Botanica is a garden-based sound art project by Iain Mott. Members of the public, together with a guide, don headphones and shoulder-bag and explore an immersive sound composition overlaid on the landscape. The sounds heard are largely confected from nature and involve audio recordings from the cerrado of Brazil’s central west. As participants walk through the garden, their movements are tracked by GPS and this allows them to hear a variety of sounds mapped to different locations. The overlapping soundscapes encountered are 3-dimensional and head-tracking on the headphones helps to deliver a interactive immersion responsive to the finest movements of the listener. Sounds may be fixed in space, acting like beacons, or may follow their own trajectory through the garden. The headphones are of an open type, allowing the natural sounds of the environment to blend with those of the overlay.
Botanica is presented as a sonic fantasy. It is inspired by landscape, the biosphere and the elements and is returned to the environment in a form to be explored in a specific setting, the garden, another fantasy of and for nature. It is a sound composition organised in space rather than time and as such interacts directly with the environment and with human presence.

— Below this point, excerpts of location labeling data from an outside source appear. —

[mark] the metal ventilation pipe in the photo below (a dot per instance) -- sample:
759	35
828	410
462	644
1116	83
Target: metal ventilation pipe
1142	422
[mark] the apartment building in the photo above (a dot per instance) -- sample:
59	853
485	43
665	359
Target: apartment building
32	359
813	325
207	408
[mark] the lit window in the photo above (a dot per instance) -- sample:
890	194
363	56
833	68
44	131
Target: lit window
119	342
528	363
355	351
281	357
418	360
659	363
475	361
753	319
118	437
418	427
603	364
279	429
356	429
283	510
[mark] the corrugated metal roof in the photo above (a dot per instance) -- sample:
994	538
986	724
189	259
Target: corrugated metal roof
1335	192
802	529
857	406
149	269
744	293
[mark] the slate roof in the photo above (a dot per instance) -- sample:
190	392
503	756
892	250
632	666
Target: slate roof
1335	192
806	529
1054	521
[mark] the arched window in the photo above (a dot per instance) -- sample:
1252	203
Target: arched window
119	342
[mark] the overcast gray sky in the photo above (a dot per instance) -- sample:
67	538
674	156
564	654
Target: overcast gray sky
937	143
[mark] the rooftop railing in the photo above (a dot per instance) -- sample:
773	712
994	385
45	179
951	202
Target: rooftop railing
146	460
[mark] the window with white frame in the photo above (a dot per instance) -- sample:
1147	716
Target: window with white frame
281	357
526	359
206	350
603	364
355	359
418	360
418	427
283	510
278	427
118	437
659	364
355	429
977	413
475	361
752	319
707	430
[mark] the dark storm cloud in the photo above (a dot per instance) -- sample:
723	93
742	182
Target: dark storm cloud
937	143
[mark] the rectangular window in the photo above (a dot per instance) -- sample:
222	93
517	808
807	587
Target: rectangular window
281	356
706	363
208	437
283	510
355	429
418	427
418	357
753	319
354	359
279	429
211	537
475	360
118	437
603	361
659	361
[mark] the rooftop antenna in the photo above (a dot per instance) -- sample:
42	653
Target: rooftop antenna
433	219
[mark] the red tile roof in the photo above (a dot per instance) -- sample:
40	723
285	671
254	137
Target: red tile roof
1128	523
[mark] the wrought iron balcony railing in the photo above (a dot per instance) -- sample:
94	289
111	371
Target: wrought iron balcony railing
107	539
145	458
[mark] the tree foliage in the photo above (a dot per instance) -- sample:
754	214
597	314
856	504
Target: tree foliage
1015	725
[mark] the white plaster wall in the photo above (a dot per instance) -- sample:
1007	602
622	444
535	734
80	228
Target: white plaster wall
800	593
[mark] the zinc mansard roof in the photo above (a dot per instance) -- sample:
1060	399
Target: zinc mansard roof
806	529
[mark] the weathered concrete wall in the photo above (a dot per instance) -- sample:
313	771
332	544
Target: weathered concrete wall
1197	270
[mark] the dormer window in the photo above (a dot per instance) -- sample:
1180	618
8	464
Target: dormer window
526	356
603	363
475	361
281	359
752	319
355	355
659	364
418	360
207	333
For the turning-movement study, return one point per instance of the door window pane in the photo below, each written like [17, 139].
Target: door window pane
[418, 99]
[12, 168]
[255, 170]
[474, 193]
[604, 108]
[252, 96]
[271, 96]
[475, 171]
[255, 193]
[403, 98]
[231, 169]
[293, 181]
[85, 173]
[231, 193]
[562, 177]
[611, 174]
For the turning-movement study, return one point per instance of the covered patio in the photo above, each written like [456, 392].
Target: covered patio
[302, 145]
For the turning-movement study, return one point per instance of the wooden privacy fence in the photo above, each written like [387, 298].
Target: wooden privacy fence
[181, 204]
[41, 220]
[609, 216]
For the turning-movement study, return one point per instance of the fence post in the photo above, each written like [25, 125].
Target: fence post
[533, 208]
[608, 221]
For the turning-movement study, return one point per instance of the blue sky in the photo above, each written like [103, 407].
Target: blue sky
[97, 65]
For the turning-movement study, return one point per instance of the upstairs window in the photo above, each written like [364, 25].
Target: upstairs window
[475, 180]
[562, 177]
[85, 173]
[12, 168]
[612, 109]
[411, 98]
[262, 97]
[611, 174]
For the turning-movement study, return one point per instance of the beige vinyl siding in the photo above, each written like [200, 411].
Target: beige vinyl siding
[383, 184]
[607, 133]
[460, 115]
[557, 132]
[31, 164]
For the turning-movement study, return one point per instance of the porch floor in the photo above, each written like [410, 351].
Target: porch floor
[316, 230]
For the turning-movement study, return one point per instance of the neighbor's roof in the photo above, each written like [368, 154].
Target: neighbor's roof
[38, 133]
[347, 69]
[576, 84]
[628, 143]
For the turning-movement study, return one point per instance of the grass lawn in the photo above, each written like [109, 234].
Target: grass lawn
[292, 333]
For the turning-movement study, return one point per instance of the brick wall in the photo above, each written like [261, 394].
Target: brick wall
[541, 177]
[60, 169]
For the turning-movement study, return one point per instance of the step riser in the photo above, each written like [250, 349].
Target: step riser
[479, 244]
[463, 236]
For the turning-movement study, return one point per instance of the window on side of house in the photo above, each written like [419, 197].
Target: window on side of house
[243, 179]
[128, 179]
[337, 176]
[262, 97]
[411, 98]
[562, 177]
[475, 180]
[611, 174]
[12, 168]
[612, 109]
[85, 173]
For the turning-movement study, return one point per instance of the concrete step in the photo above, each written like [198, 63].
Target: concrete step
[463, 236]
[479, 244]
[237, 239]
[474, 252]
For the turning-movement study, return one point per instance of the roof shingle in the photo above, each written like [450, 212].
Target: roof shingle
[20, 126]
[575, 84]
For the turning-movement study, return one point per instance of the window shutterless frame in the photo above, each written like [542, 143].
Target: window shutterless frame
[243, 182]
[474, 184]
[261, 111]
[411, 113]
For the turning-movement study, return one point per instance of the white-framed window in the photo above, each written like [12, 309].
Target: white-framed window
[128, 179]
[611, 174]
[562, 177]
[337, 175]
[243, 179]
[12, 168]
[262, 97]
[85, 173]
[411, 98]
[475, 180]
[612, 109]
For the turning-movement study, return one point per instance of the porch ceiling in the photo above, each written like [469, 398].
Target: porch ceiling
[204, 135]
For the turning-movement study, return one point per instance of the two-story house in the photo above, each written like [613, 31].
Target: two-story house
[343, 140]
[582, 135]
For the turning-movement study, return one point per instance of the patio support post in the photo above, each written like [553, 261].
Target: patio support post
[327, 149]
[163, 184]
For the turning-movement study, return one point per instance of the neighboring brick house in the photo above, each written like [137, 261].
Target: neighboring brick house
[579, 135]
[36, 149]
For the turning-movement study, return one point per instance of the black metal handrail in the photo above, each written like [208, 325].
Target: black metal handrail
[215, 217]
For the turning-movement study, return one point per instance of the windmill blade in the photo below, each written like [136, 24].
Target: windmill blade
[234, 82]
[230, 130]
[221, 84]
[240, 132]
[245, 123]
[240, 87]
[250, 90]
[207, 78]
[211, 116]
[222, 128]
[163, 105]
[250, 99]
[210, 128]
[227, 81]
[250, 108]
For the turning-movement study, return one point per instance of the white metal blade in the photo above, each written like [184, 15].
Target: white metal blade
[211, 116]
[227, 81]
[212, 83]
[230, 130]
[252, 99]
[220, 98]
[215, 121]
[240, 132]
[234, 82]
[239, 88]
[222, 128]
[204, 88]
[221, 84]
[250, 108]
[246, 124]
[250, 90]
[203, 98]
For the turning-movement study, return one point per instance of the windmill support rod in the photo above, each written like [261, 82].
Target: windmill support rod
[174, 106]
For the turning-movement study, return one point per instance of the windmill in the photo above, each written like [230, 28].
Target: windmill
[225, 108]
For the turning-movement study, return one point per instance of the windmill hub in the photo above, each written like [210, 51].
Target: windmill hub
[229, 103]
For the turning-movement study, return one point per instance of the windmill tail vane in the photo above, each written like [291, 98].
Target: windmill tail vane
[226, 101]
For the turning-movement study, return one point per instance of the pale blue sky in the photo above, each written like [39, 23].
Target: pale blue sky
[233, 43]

Since the early 1990s, sound artist Iain Mott (UK/AU) has been engaged in the spatial mapping of sound in various contexts. His 1998 work Sound Mapping made with engineer Jim Sosnin and designer Marc Raszewski is particularly relevant to the current project. Among the very first artworks to use GPS, Sound Mapping was selected for exhibition in the prestigious Prix Ars Electronica of the same year in Linz, Austria. For the past decade Mott has lived in Brazil where he is regular collaborator with actress Simone Reis and currently a lecturer in voice and sound design at the Departamento de Artes Cênicas (Theatre Arts Department) of the University of Brasilia. Botanica is an outcome of his research in the field of ambisonics (a form a surround sound first developed in the UK in the 1970s) and specifically the project Ambisonic Cerrado which involves the use of ambisonic field recordings of the cerrado in theatrical contexts. His open source computer software Mosca (an ambisonic extension class to the SuperCollider music language) was created in the research and will form the technical basis of Botanica.